1st International Conference 
The first International Conference on Health Literacy and Better Healthcare: EU and Asia was held in 2013 in Taipei, Taiwan.

This event was organized by the Asian Health Literacy Society with support from Taiwan’s National Science Council and Ministry of Health and Welfare, the Taipei City Government Department of Health, the Kaohsiung City and Taitung County Governments, the European Economic and Trade Office, the Ministry of Foreign Affairs and MJGroup.

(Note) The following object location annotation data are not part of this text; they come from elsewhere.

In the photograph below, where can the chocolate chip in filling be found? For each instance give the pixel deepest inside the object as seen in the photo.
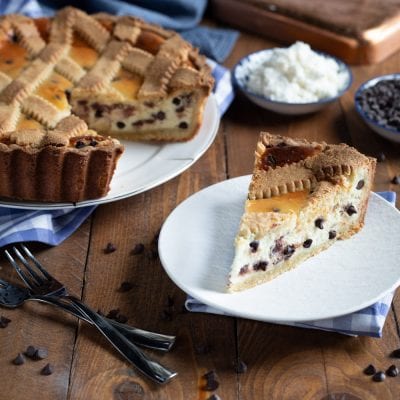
(350, 209)
(260, 266)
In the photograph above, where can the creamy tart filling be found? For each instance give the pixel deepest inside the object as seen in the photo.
(278, 232)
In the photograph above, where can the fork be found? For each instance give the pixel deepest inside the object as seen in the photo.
(41, 283)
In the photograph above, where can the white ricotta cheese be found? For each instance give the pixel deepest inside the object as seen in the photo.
(296, 74)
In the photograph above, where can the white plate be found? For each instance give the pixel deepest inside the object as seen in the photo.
(145, 165)
(196, 250)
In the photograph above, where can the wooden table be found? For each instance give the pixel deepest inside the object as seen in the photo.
(282, 362)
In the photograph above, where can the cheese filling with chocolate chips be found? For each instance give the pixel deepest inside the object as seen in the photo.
(71, 86)
(302, 198)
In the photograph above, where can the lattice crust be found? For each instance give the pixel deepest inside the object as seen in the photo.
(321, 162)
(51, 68)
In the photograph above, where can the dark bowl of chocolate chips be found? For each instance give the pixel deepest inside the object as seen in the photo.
(378, 103)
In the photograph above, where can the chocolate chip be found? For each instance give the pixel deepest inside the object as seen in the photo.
(370, 370)
(395, 180)
(261, 265)
(211, 381)
(360, 184)
(288, 251)
(241, 367)
(110, 248)
(30, 351)
(395, 353)
(381, 157)
(138, 249)
(125, 287)
(40, 354)
(350, 209)
(19, 360)
(68, 94)
(392, 371)
(47, 370)
(79, 144)
(244, 269)
(254, 246)
(379, 377)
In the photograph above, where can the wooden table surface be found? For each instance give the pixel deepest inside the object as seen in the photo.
(282, 362)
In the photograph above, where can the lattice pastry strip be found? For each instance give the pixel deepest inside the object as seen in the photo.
(29, 36)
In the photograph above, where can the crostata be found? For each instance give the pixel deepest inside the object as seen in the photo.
(72, 85)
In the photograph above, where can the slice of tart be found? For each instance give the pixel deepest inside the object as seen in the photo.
(72, 85)
(303, 196)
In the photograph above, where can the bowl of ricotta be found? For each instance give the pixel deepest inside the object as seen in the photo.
(294, 80)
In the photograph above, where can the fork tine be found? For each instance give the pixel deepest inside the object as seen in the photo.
(36, 262)
(19, 271)
(38, 279)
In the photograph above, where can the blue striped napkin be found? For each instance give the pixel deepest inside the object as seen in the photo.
(366, 322)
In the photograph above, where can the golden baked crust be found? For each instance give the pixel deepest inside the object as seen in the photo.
(58, 76)
(302, 197)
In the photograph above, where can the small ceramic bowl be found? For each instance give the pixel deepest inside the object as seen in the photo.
(386, 132)
(282, 107)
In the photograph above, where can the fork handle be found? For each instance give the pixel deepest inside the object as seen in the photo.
(151, 340)
(148, 367)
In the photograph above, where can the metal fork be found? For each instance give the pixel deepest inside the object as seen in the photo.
(41, 283)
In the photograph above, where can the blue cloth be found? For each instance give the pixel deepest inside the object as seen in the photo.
(366, 322)
(180, 15)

The conference discusses global health literacy issues and explores their implications for better healthcare. Distinguished international speakers and professionals from more than 15 Asian and European countries and from 20 institutions will attend, as the conference provides a platform for health professionals and health literacy scholars to share experiences while establishing an Asian health literacy network.

Conference themes
 Health Literacy and Policy Implementation.
 HLS-EU and HLS-Asia.
 Global Health Literacy Development and Cultural Competence.
 International Corporation and Health Literacy Organization.
 Health Literacy working in the communities.
 Health Literacy in multi-disciplinary partnership.
 Health Literacy and effectiveness.

2nd International Conference 
The 2nd International Conference on Health Literacy and Health Promotion to be held from October 6 to 8 October 2014 in Taipei, Taiwan.

Conference themes
 Health literacy and policy: health policy and governance, health civil society, health inequalities.
 Health literacy and community: health city, healthy ageing environment, healthy living environment and design, enhancing and creating health literate settings.
 Health literacy and hospital: healthcare for non-communicable diseases management (NCDs, diabetes, hypertension, cardiovascular disorders, renal diseases, et al.), high-risk vulnerable individuals.
 Health literacy and education: education and curriculum for health literacy, intervention via school educations.
 Health literacy and occupational environment: industry and business health-literacy friendly environment, occupational health and physical activities and health literacy, health literacy as corporate social responsibility.
 Health literacy in the media and social marketing.
 Health literacy in nutrition and food safety.
 Reproductive health, mental health, and health literacy.
 Health literacy in migrant and minorities.
 Research on measuring HL, on determinants of HL and on consequences or impacts of HL on different aspects of health.